Variable length quantity, unsigned/signed integer, base128, little-endian: format specification

A variable-length unsigned/signed integer using base128 encoding. 1-byte groups consist of 1-bit flag of continuation and 7-bit value chunk, and are ordered "least significant group first", i.e. in "little-endian" manner.

This particular encoding is specified and used in:

More information on this encoding is available at https://en.wikipedia.org/wiki/LEB128

This particular implementation supports integer values up to 64 bits (i.e. the maximum unsigned value supported is 2**64 - 1), which implies that serialized values can be up to 10 bytes in length.

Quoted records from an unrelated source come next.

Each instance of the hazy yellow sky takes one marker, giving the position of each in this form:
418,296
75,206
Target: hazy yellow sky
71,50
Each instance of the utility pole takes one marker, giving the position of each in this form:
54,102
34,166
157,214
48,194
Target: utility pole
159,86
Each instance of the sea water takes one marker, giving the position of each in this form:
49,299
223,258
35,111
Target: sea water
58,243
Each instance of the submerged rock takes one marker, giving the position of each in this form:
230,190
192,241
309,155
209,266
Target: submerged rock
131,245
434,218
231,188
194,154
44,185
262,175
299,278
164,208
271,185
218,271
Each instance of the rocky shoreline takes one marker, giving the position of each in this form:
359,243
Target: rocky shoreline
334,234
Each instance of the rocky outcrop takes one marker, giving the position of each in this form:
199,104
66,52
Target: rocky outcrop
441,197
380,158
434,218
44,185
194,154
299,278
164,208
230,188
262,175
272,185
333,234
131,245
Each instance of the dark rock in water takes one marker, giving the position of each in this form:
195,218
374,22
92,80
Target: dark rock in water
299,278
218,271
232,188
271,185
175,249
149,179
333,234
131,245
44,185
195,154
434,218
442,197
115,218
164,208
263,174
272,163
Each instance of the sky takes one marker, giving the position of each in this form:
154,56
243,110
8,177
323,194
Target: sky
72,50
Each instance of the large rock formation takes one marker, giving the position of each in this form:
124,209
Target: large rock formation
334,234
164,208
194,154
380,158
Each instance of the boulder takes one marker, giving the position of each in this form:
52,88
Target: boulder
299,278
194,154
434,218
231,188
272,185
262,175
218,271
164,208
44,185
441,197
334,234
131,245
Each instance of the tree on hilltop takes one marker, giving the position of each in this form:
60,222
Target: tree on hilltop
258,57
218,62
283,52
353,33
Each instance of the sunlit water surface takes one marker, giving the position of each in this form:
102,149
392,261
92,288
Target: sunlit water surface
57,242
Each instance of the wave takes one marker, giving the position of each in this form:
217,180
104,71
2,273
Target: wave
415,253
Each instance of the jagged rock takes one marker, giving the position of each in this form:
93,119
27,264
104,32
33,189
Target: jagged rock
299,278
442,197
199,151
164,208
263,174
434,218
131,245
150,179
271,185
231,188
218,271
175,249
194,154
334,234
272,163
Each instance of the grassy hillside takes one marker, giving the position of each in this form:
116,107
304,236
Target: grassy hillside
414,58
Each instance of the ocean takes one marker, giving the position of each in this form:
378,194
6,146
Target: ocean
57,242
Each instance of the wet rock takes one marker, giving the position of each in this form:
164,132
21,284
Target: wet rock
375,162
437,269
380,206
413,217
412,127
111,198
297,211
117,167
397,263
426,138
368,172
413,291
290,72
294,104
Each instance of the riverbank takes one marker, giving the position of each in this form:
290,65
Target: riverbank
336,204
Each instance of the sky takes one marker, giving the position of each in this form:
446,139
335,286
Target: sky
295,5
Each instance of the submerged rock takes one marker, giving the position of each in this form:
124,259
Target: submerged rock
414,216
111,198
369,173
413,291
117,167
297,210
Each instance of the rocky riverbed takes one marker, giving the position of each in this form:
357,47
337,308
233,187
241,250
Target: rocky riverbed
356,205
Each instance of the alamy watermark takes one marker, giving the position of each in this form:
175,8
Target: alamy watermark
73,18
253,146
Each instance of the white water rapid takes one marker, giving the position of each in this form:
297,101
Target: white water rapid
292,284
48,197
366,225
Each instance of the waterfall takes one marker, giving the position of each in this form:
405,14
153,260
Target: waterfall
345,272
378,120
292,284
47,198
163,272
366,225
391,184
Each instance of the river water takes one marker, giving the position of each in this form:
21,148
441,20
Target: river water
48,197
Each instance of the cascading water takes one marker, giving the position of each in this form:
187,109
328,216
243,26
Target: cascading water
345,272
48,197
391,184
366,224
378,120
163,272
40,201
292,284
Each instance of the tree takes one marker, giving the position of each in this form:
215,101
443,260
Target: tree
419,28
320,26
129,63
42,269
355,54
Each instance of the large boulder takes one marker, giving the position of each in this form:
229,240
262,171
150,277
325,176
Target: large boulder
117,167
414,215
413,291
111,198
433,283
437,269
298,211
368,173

If the most significant 10th byte (groups[9]) is present, its has_next must be false (otherwise we would have 11 or more bytes, which is not supported) and its value can be only 0 or 1 (because a 9-byte VLQ can represent 9 * 7 = 63 bits already, so the 10th byte can only add 1 bit, since only integers up to 64 bits are supported). These restrictions are enforced by this implementation. They were inspired by the Protoscope tool, see https://github.com/protocolbuffers/protoscope/blob/8e7a6aafa2c9958527b1e0747e66e1bfff045819/writer.go#L644-L648.

KS implementation details

License: CC0-1.0
Minimal Kaitai Struct required: 0.10

References

This page hosts a formal specification of Variable length quantity, unsigned/signed integer, base128, little-endian using Kaitai Struct. This specification can be automatically translated into a variety of programming languages to get a parsing library.

Block diagram

Format specification in Kaitai Struct YAML

meta:
  id: vlq_base128_le
  title: Variable length quantity, unsigned/signed integer, base128, little-endian
  xref:
    justsolve: Variable-length_quantity
    wikidata: Q6457577
  license: CC0-1.0
  ks-version: '0.10'
  bit-endian: be
doc: |
  A variable-length unsigned/signed integer using base128 encoding. 1-byte groups
  consist of 1-bit flag of continuation and 7-bit value chunk, and are ordered
  "least significant group first", i.e. in "little-endian" manner.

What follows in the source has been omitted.